In Much of Midtown’s Office Market, It’s Like the Pandemic Didn’t Happen
Some of its corridors sport average asking rents of more than $100 a square foot — just like before COVID-19



By David M. Levitt
October 8, 2024


Quote:
Midtown Manhattan’s office market is like a Timex watch. It takes a licking and keeps on ticking.

Trends such as a flight to quality among tenants, a dwindling supply of top-shelf office space, and the sheer history of Midtown as the traditional hub of New York business all have combined for a post-pandemic run that other New York submarkets — and cities — could only envy.

.....data shows that asking rents for office space in four districts within Midtown — the Plaza, the Penn Station/Hudson Yards, Fifth Avenue/Madison and the Park Avenue corridor — averaged above $100 a square foot by September. These are easily the costliest office asking rents in New York City — and perhaps the U.S. — and are now similar to the asking rents in these districts pre-pandemic.
Quote:
“I think the press is about six to 12 months behind reality,” said Mark Weiss, a Cushman & Wakefield (CWK) executive vice chairman and a four-time winner of the Real Estate Board of New York’s Most Ingenious Deal of the Year Award. “The work-from-home, hybrid trend in New York City is irrelevant, it’s gone. Companies are expanding again and we are seeing [rents] 20 to 25 percent higher in price. Anyone who thinks that workers working from home aren’t looking to be fired is kidding themselves.”
Quote:
Some of the biggest recent deals included Blackstone’s renewal and expansion at 345 Park Avenue — which would give the private equity giant 1.06 million square feet there, adding 340,000 square feet to its footprint at its headquarters — and auction house Christie’s 406,700-square-foot renewal at 20 Rockefeller Plaza.

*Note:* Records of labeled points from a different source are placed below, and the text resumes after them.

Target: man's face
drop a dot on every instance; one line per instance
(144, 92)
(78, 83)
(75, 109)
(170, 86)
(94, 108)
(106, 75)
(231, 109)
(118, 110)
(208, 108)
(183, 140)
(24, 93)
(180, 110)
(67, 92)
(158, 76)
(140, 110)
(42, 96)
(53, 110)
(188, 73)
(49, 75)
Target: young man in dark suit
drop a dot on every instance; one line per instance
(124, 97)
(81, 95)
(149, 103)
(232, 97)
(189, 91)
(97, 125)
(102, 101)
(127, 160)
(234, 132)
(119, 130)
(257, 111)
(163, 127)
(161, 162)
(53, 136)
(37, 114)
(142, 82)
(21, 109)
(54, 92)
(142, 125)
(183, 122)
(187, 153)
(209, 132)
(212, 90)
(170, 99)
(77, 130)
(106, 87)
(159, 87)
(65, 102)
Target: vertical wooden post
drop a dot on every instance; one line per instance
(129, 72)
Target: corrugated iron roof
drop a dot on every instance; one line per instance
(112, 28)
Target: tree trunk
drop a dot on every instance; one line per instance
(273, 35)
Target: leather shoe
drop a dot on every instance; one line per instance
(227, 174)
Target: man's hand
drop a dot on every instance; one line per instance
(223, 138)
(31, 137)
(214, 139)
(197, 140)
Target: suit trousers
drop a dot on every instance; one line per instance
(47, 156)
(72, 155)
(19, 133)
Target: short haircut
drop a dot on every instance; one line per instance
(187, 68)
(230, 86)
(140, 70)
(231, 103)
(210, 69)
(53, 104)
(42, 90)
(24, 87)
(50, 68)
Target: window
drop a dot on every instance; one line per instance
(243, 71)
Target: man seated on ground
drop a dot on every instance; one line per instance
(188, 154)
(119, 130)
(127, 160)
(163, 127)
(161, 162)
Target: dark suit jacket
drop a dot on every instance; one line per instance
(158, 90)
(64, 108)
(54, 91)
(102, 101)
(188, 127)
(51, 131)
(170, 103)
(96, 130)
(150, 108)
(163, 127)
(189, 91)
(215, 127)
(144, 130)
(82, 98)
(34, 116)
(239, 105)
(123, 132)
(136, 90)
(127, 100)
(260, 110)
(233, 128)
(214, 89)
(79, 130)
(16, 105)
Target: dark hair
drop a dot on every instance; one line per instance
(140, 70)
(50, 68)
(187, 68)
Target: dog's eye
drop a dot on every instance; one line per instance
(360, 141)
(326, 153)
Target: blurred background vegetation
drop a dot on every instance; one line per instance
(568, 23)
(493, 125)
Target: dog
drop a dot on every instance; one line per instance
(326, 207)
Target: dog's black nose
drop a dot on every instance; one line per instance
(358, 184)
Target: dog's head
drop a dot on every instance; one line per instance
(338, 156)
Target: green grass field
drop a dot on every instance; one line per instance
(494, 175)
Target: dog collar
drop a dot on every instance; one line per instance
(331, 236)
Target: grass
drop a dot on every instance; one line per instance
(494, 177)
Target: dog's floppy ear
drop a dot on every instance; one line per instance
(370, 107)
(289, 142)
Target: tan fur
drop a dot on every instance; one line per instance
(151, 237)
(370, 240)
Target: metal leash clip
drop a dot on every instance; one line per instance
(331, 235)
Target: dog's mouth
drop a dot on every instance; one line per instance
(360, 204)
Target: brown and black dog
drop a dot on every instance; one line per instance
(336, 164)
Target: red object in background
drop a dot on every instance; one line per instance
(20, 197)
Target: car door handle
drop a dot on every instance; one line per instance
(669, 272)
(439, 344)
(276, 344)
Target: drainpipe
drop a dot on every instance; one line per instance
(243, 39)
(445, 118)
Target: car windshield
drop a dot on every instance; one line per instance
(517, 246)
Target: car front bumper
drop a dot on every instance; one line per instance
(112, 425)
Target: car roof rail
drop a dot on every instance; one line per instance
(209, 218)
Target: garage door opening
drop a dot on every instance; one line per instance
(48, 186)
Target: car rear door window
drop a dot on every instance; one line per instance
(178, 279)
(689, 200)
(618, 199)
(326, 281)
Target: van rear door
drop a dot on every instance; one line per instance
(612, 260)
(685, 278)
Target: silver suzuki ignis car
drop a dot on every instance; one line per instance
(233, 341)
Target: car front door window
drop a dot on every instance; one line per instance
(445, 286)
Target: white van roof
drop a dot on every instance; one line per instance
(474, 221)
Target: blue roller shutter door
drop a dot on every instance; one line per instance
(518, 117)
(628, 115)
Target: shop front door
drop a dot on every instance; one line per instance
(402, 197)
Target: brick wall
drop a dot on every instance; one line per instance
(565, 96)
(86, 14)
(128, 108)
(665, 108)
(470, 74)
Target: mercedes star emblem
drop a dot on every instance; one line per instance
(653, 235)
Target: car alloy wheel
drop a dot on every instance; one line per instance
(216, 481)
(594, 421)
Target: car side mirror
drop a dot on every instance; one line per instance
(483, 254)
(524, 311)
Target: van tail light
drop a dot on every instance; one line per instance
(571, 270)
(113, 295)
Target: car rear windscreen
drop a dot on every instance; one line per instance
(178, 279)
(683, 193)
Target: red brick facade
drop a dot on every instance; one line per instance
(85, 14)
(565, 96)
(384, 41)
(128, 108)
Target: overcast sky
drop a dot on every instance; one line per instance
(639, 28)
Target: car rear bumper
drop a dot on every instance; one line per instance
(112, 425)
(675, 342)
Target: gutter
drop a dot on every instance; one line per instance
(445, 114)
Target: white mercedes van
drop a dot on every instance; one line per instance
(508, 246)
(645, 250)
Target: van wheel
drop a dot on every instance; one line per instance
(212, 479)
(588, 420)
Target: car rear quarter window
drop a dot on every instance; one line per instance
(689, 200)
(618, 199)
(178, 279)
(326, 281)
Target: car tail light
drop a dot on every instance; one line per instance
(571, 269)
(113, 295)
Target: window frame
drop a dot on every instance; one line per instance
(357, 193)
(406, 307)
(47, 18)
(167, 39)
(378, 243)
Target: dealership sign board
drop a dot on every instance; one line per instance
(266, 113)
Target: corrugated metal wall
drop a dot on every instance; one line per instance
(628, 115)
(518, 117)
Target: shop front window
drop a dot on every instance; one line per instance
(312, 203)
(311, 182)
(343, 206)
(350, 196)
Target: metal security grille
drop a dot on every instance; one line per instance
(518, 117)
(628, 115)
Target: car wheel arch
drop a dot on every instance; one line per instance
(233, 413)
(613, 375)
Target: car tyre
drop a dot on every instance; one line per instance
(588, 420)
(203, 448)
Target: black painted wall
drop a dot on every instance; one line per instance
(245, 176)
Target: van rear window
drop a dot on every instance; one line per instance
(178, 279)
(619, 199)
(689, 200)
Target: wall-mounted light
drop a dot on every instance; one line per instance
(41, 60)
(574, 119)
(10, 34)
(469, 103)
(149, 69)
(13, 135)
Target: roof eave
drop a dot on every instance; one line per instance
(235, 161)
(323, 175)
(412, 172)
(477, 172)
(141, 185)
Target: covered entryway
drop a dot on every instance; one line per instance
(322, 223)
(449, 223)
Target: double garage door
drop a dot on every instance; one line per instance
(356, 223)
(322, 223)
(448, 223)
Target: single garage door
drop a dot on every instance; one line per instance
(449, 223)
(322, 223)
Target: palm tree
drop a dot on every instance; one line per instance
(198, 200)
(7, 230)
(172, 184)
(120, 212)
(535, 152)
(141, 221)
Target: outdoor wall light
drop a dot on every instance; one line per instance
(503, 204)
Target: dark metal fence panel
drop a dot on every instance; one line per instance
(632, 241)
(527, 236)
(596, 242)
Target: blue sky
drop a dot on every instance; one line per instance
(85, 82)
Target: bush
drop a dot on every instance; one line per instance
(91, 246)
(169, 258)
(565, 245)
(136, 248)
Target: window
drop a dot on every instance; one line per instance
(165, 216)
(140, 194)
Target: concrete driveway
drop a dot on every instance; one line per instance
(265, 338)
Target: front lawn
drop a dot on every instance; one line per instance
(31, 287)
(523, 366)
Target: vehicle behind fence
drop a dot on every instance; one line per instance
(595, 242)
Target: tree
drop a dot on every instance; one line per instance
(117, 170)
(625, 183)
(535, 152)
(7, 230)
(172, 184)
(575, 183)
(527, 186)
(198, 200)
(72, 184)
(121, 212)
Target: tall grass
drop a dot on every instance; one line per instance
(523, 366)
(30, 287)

A deeper look at the market shows that there are those pockets where you wouldn’t even know there had been a pandemic-related downturn. Think places such as the Sixth Avenue/Rockefeller Center corridor; lower Park Avenue, roughly from Grand Central Terminal to East 59th Street; and the Hudson Yards area, where all the skyscrapers are brand new or close to it.
Quote:
Midtown’s priciest submarket was the Park Avenue corridor, with a weighted average rental rate of $108.84 a square foot, followed by the Penn Station area, which includes Hudson Yards, at $106.24, according to Cushman & Wakefield. The Madison Avenue/Fifth Avenue corridor finished third at $105.77 a square foot.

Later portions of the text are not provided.